I didn’t say anything about making ppm files. Those are a very old image format, so I downloaded them and had a look:

blank run

actual pixels

more controlled pixels

I’ve been playing with the 6502 code for a while so I somewhat expected something like the middle image. That can happen if you write instructions directly into the video memory, but the fact that they are all white and not random colors was a bit unexpected. And that the final image looks like it was moving towards more of a checkerboard pattern, kind of freaked me out.

I decided to dig into the code that it wrote, and that truely blew my mind. It started making notes for itself:

The test running code was as minimal as the code I had been playing with when I was writing it.

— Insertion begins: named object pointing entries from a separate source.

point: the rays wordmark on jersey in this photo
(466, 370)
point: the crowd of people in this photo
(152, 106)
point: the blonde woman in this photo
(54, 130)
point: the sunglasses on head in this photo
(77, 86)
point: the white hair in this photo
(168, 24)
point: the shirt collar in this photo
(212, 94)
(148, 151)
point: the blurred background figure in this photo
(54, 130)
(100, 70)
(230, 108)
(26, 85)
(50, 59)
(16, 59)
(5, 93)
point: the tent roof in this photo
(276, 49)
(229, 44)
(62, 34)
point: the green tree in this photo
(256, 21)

Sure it probably used some of the examples I had in the repo as a base, but I didn’t write anything like this:

And, even crazier, it made a little disassembler in python. I assume to help it debug the code it was trying to build:

I’m Learnding

When I asked what was going on it said it was stuck. When I asked why it was stuck, I admittedly got a bit scared. It described why what it was doing wouldn’t work. What took me aback from this was if you cock your head a bit, this has the appearance of learning. First, it thought it was a good idea, then it tried a bunch of stuff, and now it “understood” that this approach wasn’t going to work.

This, of course, requires much more testing, and this all could have been a fluke or luck or whatever. I was just playing around with this so I didn’t document much or do any predictions or analysis or any rigor. However, I thought this was a really interesting result, and seems to be a path with some promise… at least in terms of context management.